By in Parenting on 16 April 2009

When I received my daughter’s evaluation from her teacher, I found out that she didn’t really socialize well. Her teacher feels that she needs to be around other people because her shyness was keeping her from communicating effectively. I learned that there were instances when she didn’t talk to other kids, or when she would just shed a few silent tears. I didn’t really have an inkling that she didn’t socialize well because she is actually quite the opposite at home.

A child’s reaction in an unfamiliar environment or situation may depend largely on his or her personality. Children have very different temperaments, and while other kids can easily make new friends, or play with other children, there are others who may shy away from social interaction.

When a child feels shy, the way he reacts to other people can be affected. It is common for babies around 5-6 months of age to exhibit temporary shyness, and even young kids aged 2 years old may also show the behavior. However, if shyness is still an issue for kids older than 6 years old, it may already signal a problem.

The cause of a child’s shyness may be linked to genetics and to his life experiences. Although around 20% of individuals have the genetic tendency to be shy, not everyone eventually develops a shy temperament. The way a person responds to life events also has an impact on the way he will react to similar situations. A child’s behavior can also be greatly influenced by the examples being set by his parents.

Although shyness is normal, it is actually something that parents should never ignore. If a child is not encouraged to overcome shyness, it can greatly affect his self-esteem and self-confidence. Furthermore, he may miss out on many significant opportunities that life has in store for him.

In helping your child overcome shyness, small gradual changes may be more beneficial.

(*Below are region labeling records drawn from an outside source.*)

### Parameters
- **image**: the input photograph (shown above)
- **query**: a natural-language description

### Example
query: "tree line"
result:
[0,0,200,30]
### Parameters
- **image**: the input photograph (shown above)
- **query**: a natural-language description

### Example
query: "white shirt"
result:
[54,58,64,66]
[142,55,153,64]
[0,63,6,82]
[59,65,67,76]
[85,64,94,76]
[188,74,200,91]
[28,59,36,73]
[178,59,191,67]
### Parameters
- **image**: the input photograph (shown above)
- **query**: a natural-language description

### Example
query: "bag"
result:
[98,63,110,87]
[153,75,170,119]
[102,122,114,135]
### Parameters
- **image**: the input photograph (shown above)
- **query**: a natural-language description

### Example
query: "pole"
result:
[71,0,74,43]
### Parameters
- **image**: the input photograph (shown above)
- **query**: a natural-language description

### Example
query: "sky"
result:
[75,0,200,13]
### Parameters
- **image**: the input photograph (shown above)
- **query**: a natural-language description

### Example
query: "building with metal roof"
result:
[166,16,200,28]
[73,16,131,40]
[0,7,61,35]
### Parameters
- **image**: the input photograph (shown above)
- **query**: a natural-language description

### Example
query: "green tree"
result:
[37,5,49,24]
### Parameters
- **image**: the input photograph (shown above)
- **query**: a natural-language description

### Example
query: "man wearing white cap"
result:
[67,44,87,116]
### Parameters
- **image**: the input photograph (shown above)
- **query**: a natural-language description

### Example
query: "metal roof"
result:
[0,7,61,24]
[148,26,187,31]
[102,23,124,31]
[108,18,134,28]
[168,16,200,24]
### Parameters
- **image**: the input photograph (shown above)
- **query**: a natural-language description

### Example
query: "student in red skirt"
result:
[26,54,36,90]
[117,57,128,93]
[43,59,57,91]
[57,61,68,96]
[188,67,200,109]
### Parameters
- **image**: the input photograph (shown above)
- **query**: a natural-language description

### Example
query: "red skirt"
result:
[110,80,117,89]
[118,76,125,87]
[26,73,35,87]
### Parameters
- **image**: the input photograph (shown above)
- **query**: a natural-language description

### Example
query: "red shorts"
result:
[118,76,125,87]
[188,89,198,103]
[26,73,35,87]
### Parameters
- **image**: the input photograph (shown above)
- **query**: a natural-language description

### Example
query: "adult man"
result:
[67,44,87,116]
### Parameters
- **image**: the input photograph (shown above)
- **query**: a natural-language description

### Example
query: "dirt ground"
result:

Let your child dictate the pace on how he will react differently to new situations. If you force your child to learn sociable behaviors right away, it may only make him more withdrawn.

It can also really help if you prepare your child before a particular event. If he has an idea on what to expect, it can greatly lessen his anxiety. Listen attentively to your child’s fears and show empathy. Teach him social behavior, and you may even start practicing at home before heading to real social events.

Try to get your family involved in social activities in your community or church, and let your shy child handle small tasks that can foster socialization. Your child may initially feel uncomfortable and self-conscious, but if he goes past this stage, he may be more at ease in conducting himself in a social event. Always praise your child for even the smallest steps. What’s truly important is that he is exerting effort in overcoming shyness.

Bear in mind that it may take some time for your child to adjust, so it’s really best that you don’t force the issue. When he’s ready to do more, you can encourage him to participate in school and other social activities, where he can learn to socialize independently. Help your child choose the activities that he’ll participate in. If a child does well in a particular activity, it can greatly boost his morale.

It is also important that you work closely with your child’s teacher, so that your child will not become an easy prey to school bullies. A healthy learning environment is also essential, so that a child can handle his fears and insecurities effectively. Sometimes it is difficult to let our child explore the world unguarded. But without opportunities for growth and room for risks, he may not learn how to deal with the life’s many uncertainties.